High stability and selectivity of butterfly pea flower extract-NiAl LDH-based catalysts in the tetracycline degradation

• Published in: Environmental science and pollution research international Vol. 31; no. 22; pp. 33107 - 33119
• Main Authors: Rohmatullaili, Rohmatullaili, Ahmad, Nur, Zultriana, Zultriana, Savira, Dila, Erviana, Desti, Mohadi, Risfidian, Lesbani, Aldes
• Format: Journal Article
• Language: English
• Published: Berlin/Heidelberg Springer Berlin Heidelberg 01.05.2024; Springer Nature B.V
• Subjects: Aquatic Pollution; Atmospheric Protection/Air Quality Control/Air Pollution; Catalysis; Catalysts; Clitoria ternatea; Degradation; Diffraction patterns; Earth and Environmental Science; Ecotoxicology; Energy gap; Environment; Environmental Chemistry; Environmental Health; Flowers; Flowers - chemistry; Fourier transforms; Functional groups; Green chemistry; Hydroxides; Hydroxides - chemistry; Intermetallic compounds; Metal oxides; Morphology; Nickel aluminides; Nickel base alloys; Nickel compounds; Peas; Plant Extracts - chemistry; Research Article; Spectroscopy, Fourier Transform Infrared; Structural stability; Tetracycline - chemistry; Waste Water Technology; Water Management; Water Pollution Control; X-Ray Diffraction; Photodegradation; Layer double hydroxide; Adsorption; Photocatalyst; Tetracycline
• ISSN: 1614-7499; 0944-1344; 1614-7499
• DOI: 10.1007/s11356-024-33445-0

Layered double hydroxide (LDH) is an applicable material that can be modified in various ways. Modifications using natural extracts fulfill the principles of “green chemistry.” The preparation of butterfly pea flower extract (BPE)-modified NiAl LDH was completed using the calcination and restacking method. The characteristics of the prepared composites were identified through analysis of functional groups, crystal phase, bandgap energy, surface area and surface morphology.
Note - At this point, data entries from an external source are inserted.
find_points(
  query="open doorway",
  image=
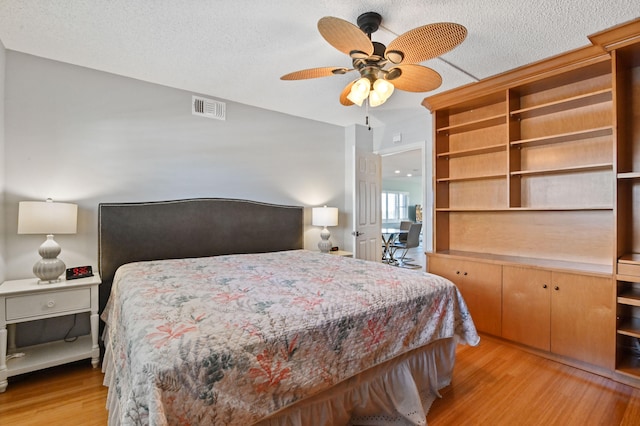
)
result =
(403, 194)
Fourier transform-infrared (FT-IR) characterization revealed that the active group of the catalyst is -OH except for NiAl layered double oxide (LDO), which has the metal oxide-like functional groups. X-ray diffraction patterns expressed a typical layered material structure of NiAl LDH dan NiAl LDH-BPE, but not for NiAl LDO and NiAl LDO-BPE. Introducing BPE into NiAl LDH and NiAl LDO effectively decreased the bandgap energy and changed the surface morphology. The prepared catalysts were applied in a batch system with pH 5 to degrade tetracycline (TC). NiAl LDO demonstrated the highest activity as a catalyst in TC degradation, with a 93.61% degradation rate. In contrast, NiAl LDO-BPE demonstrated the highest structural stability in TC degradation and repeated use, with an initial degradation percentage of 82.58% and a fifth regeneration percentage of 71.4%.